L’histoire commence pourtant avec une promesse de roman noir : un braquage foireux, des parents qui se retrouvent en taule, et un gamin de 15 ans, Dell, qui doit fuir pour sauver sa peau. Sa destination ? Le Canada. Là, on se dit : OK, ça va être tendu, il va y avoir du suspense, des choix cornéliens, une fuite haletante… et puis, on se retrouve dans une longue introspection où chaque geste, chaque pensée est disséqué avec une précision chirurgicale.
Parce que oui, Ford ne cherche pas l’action, il cherche à capturer l’errance, la solitude, le poids du destin et de l’inéluctable.

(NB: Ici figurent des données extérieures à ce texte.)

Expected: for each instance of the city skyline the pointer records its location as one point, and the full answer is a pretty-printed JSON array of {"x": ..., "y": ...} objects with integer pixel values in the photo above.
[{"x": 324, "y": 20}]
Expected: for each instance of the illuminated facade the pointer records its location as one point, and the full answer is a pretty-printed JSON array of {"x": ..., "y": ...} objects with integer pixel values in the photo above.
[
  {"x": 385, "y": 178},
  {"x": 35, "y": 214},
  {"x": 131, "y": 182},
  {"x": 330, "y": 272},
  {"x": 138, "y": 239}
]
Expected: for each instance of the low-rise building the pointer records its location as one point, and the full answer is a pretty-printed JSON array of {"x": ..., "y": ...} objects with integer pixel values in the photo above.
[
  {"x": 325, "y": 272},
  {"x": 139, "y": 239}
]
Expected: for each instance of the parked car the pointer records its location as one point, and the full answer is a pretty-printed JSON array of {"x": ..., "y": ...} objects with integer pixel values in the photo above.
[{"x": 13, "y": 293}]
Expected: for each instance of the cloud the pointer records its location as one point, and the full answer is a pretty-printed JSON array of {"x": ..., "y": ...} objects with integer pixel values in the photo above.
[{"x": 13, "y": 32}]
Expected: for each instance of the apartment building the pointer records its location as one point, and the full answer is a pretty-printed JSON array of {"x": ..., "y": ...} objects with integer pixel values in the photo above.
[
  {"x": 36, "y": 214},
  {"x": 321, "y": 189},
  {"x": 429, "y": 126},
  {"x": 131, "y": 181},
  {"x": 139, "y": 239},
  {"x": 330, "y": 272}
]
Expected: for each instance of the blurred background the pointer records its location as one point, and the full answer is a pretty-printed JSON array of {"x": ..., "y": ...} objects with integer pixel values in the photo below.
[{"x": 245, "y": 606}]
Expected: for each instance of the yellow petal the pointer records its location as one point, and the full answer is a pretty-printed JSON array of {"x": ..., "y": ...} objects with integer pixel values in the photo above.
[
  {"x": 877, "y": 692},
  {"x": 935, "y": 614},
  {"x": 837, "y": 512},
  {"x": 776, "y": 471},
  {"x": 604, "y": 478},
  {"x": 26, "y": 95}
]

C’est beau, c’est bien écrit, c’est ciselé… mais c’est aussi long, contemplatif et parfois, on a l’impression de marcher dans la neige avec des bottes trop lourdes. On veut avancer, mais on est constamment ralenti par des descriptions minutieuses et des réflexions existentielles qui prennent le pas sur l’intrigue.
Le point fort du roman, c’est son style : Ford sait écrire, c’est indéniable. Son Amérique est crépusculaire, son Canada n’est pas un eldorado mais une terre d’exil brutal et silencieux. L’atmosphère est là, le malaise aussi. Mais il faut être patient, très patient.
Bref, Canada, c’est un roman à la beauté froide et maîtrisée, une errance plus qu’un récit, un livre qu’on admire plus qu’on ne le dévore. Si tu cherches une lecture qui te happe et te fait vibrer, passe ton chemin. Mais si tu veux un roman lent, introspectif, et que les ambiances pesantes t’attirent… alors bienvenue dans cette longue traversée du froid.